Archive par auteur

Investissement socialement responsable et finance solidaire: deux approches distinctes (3/3)

Lundi 29 novembre 2010

Dans les deux premières parties de cette note, nous avons défini l’Investissement Socialement Responsable (ISR) puis la finance solidaire. Cette fois, nous allons préciser ce qui les distingue.

Novethic et Finansol: deux labels pour identifier les produits d’épargne responsable

Pour distinguer l’ISR et les produits de finance solidaire, il existe deux labels.

Label ISR Novethic: apparu en 2009, ce label a été décerné à 92 fonds d’Investissement socialement responsable. (source: Novethic)

Label Finansol: décerné pour la première fois en 1997, ce label permet de distinguer des placements solidaires. (source: Finansol)


Quelles différences entre Investissement socialement responsable et finance solidaire?

François De Witt - Président de Finansol

Selon Philippe Zaouati, comparés à l’ISR, « les fonds solidaires et les fonds de partage […] s’inscrivent dans une logique différente qui se rapproche beaucoup plus du don et de l’action caritative que d’un processus d’investissement responsable. […] Comme le dit François de Witt, président de Finansol, « d’une manière ou d’une autre, l’épargne solidaire représente un compromis entre une épargne et un don: l’épargnant solidaire renonce en effet à une partie de son espoir de gain au profit d’une ONF ou d’une entreprise solidaire. » (in Investir responsable, p. 88)

Le Guide de l’ISR distingue lui aussi les placements solidaires de l’ISR. Les placements solidaires « peuvent être investis sur les marchés financiers en respectant des critères ESG et dans ce cas ils sont à la fois et de partage ou ISR et solidaire. Un même produit peut, le cas échéant, être à la fois de partage, solidaire, et ISR ».

A consulter sur notre site BfoBank un article sur Novethic.

Investissement socialement responsable et finance solidaire: deux approches distinctes (2/3)

Vendredi 26 novembre 2010

Dans la première partie de cette note, nous avons abordé ce qu’était l’Investissement socialement responsable (ISR). Cette fois, intéressons-nous à la finance solidaire.

La finance solidaire: investir sur des projets à forte utilité sociale

La finance solidaire consiste à soutenir des projets à forte utilité sociale, environnementale et culturelle.
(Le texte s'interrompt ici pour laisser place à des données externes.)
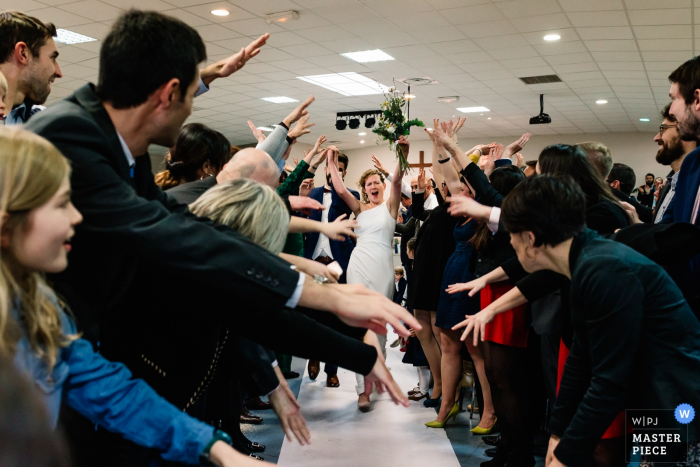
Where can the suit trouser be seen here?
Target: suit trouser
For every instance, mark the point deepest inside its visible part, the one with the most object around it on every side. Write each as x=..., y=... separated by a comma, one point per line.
x=360, y=387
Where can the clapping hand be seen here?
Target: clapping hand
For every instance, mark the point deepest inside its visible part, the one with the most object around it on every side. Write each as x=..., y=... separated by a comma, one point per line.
x=464, y=206
x=287, y=409
x=516, y=146
x=378, y=165
x=259, y=135
x=380, y=376
x=340, y=228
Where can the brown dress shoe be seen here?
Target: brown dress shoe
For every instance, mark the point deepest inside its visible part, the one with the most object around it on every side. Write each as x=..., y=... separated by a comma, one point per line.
x=314, y=369
x=257, y=404
x=249, y=418
x=332, y=381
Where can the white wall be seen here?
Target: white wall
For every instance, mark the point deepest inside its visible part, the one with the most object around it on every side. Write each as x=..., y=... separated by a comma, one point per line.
x=634, y=149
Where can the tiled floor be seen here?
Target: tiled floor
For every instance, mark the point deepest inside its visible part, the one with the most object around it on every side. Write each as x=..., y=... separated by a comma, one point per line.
x=388, y=435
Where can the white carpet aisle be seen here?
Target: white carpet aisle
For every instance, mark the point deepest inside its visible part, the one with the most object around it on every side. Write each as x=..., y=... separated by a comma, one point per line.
x=388, y=435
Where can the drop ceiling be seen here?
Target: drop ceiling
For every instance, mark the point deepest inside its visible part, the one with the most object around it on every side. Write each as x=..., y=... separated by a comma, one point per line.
x=621, y=51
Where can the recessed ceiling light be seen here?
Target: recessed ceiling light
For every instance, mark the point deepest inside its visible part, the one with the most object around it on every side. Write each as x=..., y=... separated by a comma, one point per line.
x=467, y=110
x=69, y=37
x=347, y=84
x=368, y=56
x=279, y=99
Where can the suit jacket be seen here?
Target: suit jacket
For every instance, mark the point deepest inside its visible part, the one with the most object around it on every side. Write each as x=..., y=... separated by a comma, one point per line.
x=187, y=193
x=398, y=294
x=341, y=251
x=151, y=282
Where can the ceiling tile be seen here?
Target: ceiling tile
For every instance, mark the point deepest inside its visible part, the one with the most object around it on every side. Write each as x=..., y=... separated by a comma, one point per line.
x=598, y=18
x=657, y=17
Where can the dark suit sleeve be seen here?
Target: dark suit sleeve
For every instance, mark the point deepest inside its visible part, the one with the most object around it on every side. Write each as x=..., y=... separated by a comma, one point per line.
x=585, y=407
x=158, y=229
x=485, y=193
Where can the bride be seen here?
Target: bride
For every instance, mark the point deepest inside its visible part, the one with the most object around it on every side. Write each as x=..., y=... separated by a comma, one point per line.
x=371, y=262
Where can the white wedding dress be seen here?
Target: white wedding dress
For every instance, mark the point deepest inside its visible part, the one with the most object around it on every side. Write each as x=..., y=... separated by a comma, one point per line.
x=371, y=263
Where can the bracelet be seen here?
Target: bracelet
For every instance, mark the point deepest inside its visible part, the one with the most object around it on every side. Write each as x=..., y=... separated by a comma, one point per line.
x=218, y=436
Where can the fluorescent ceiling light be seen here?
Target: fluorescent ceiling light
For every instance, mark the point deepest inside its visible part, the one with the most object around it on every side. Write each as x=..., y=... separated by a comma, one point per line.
x=279, y=99
x=347, y=84
x=368, y=56
x=70, y=37
x=467, y=110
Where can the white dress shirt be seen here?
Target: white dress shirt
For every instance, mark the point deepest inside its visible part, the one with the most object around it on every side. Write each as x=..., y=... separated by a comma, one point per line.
x=323, y=246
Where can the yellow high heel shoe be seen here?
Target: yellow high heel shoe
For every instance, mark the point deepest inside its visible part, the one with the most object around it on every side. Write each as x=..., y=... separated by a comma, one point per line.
x=453, y=415
x=484, y=431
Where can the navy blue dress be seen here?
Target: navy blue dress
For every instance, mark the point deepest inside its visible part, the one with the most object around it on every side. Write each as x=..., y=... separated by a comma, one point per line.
x=452, y=308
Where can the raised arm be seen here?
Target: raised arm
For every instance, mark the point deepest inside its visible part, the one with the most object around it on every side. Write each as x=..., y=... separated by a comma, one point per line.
x=395, y=196
x=442, y=133
x=338, y=184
Elle permet de mettre en relation des épargnants souhaitant investir dans des activités à forte utilité sociale et des porteurs de projets n’ayant pas suffisamment accès aux financements classiques (source: Finansol).

L’épargnant solidaire choisit de placer son argent, non seulement en fonction de ce qu’il va lui rapporter, mais aussi en fonction de ce qu’il va rapporter à la société, en termes de plus-value sociale.

L’investissement peut se faire au moyen de deux types de produits d’épargne: en investissant directement (produits d’investissement solidaire) ou en reversant une partie des intérêts (produits d’épargne de partage).

  • Produit d’investissement solidaire: c’est un placement dont une partie permet de financer une entreprise solidaire ou des projets d’économie solidaire (aide à l’insertion, habitat social, microcrédit, etc.)
  • Produit d’épargne de partage: l’investisseur cède une partie des intérêts de son placement à une œuvre caritative.

Vous pouvez également vous reporter à notre billet sur les Grands prix de la finance solidaire, où sont évoqués quatre projets financés par l’épargne solidaire.

A consulter aussi sur notre site BforBank le dossier sur les fonds d’épargne solidaire.

Investissement socialement responsable et finance solidaire: deux approches distinctes (1/3)

Vendredi 26 novembre 2010

Il y a quelques jours, j’ai poussé la porte d’une agence bancaire pour me renseigner sur l’épargne responsable. Un conseiller financier m’a reçu. Je l’ai interrogé  sur l’investissement socialement responsable (ISR) et la finance solidaire. Prudemment, il m’a proposé de revenir une prochaine fois. Il avait besoin de se documenter.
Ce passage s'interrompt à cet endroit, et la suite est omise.